The particular line of clothing represented the Black Lives Matter movement and reads “Bulletproof Black Lives Matter” across the chest of the apparel.

The clothing line is neither carried by Walmart stores nor is it directly sold by the retailer, but rather offered through Walmart’s Marketplace by third-party vendor, Old Glory.  Prices for the “Bulletproof” clothing range between $18.95 and $36.95.

Bulletproof Black Lives Matter Hoodie

Following the discovery the retail firm was offering the BLM attire, FOP, the country’s largest police advocacy group, wrote a letter to the chain store imploring management to consider refusing to carry the clothing.

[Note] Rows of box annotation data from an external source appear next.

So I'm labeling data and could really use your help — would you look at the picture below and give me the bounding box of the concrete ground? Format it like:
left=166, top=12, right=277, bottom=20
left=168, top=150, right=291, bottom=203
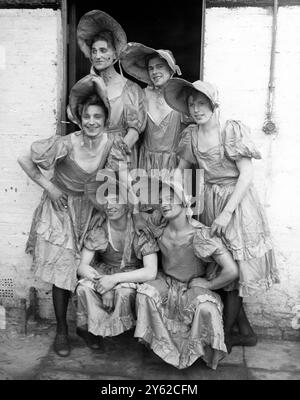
left=0, top=322, right=300, bottom=380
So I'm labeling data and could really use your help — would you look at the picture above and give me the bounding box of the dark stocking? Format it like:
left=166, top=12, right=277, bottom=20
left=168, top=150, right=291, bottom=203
left=52, top=285, right=70, bottom=335
left=237, top=305, right=255, bottom=336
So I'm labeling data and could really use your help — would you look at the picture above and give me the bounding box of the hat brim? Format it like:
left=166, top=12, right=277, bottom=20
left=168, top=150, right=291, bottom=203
left=164, top=78, right=196, bottom=115
left=69, top=75, right=110, bottom=126
left=120, top=42, right=181, bottom=85
left=120, top=43, right=159, bottom=85
left=77, top=10, right=127, bottom=58
left=164, top=78, right=217, bottom=115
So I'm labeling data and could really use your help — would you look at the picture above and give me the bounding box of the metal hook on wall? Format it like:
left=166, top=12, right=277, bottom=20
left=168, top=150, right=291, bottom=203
left=262, top=0, right=278, bottom=135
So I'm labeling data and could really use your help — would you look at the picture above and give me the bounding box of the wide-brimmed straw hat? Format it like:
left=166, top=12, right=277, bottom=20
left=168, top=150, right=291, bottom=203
left=164, top=78, right=219, bottom=115
left=120, top=42, right=181, bottom=85
left=77, top=10, right=127, bottom=58
left=68, top=75, right=110, bottom=127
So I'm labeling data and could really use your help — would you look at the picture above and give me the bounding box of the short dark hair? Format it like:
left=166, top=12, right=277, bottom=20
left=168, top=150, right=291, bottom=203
left=87, top=31, right=116, bottom=50
left=145, top=53, right=172, bottom=71
left=78, top=94, right=108, bottom=122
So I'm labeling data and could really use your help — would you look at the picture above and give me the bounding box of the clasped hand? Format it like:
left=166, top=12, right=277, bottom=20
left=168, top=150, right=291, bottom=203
left=47, top=185, right=68, bottom=211
left=210, top=211, right=232, bottom=237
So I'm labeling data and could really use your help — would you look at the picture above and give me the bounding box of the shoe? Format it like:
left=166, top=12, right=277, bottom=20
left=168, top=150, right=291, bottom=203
left=224, top=335, right=232, bottom=354
left=76, top=328, right=101, bottom=350
left=53, top=333, right=71, bottom=357
left=231, top=334, right=257, bottom=347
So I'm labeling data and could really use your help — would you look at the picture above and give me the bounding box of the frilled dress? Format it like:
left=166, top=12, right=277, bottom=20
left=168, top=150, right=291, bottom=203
left=26, top=132, right=127, bottom=291
left=76, top=214, right=158, bottom=337
left=178, top=120, right=278, bottom=297
left=134, top=221, right=227, bottom=369
left=139, top=87, right=188, bottom=176
left=90, top=67, right=146, bottom=169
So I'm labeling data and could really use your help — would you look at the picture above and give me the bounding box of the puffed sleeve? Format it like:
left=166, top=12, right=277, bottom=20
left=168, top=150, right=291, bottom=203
left=176, top=125, right=197, bottom=164
left=124, top=81, right=147, bottom=134
left=84, top=223, right=108, bottom=253
left=31, top=135, right=69, bottom=170
left=224, top=120, right=261, bottom=161
left=133, top=233, right=159, bottom=260
left=193, top=226, right=227, bottom=262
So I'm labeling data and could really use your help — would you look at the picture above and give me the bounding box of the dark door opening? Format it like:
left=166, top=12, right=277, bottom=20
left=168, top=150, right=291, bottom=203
left=66, top=0, right=205, bottom=132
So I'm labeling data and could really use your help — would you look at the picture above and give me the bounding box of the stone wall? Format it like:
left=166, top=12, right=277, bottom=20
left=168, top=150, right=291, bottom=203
left=204, top=6, right=300, bottom=338
left=0, top=8, right=62, bottom=322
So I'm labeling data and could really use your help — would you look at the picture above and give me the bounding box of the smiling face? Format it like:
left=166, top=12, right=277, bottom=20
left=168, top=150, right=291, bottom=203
left=160, top=185, right=183, bottom=220
left=148, top=57, right=172, bottom=87
left=187, top=92, right=213, bottom=125
left=81, top=105, right=106, bottom=137
left=91, top=39, right=116, bottom=72
left=105, top=194, right=127, bottom=221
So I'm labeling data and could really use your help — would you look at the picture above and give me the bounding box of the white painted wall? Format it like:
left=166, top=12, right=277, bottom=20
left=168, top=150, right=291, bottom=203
left=204, top=6, right=300, bottom=338
left=0, top=9, right=62, bottom=318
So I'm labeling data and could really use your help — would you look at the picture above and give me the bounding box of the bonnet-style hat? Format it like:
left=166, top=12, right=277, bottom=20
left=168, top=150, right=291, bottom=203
left=77, top=10, right=127, bottom=58
left=67, top=75, right=110, bottom=127
left=120, top=42, right=181, bottom=85
left=164, top=78, right=219, bottom=115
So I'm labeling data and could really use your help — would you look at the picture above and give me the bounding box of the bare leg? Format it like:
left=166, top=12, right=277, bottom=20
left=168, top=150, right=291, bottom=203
left=52, top=285, right=70, bottom=357
left=224, top=290, right=242, bottom=353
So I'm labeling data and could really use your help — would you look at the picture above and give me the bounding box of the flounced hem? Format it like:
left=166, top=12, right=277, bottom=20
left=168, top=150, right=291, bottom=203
left=26, top=235, right=80, bottom=292
left=134, top=327, right=227, bottom=369
left=88, top=315, right=135, bottom=337
left=139, top=145, right=178, bottom=172
left=225, top=238, right=273, bottom=261
left=163, top=294, right=223, bottom=334
left=137, top=283, right=168, bottom=307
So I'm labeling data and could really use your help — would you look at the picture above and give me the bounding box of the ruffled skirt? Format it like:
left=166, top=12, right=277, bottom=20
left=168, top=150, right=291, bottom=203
left=134, top=272, right=227, bottom=369
left=75, top=264, right=136, bottom=337
left=26, top=192, right=93, bottom=291
left=200, top=184, right=279, bottom=297
left=139, top=144, right=178, bottom=174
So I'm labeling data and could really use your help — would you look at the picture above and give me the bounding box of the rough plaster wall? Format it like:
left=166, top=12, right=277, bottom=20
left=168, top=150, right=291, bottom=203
left=0, top=9, right=62, bottom=318
left=204, top=6, right=300, bottom=338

Citing the offensive nature of the garments and reminding Walmart’s president, C. Douglas McMillon, of the company’s civic responsibility, the letter read, in part:

“Commercializing our differences will not help our local police and communities to build greater trust and respect for one another. Turning a buck on strained relationships will not contribute to the healing process.”

Acknowledging the concerns demonstrated by the FOP and customers, Walmart notified consumers it would no longer carry any clothing with the word “Bulletproof” adorning clothing in a statement released Wednesday.

“Like other online retailers, we have a marketplace with millions of items offered by third parties that includes Blue Lives Matter, Black Lives Matter and All Lives Matter merchandise.  After hearing concerns from customers, we are removing the specific item with the ‘bulletproof’ reference,” it read.

In the recent past, the retailer has come under criticism for carrying products which illustrated the Confederate flag; Walmart has since banned the sale of such items.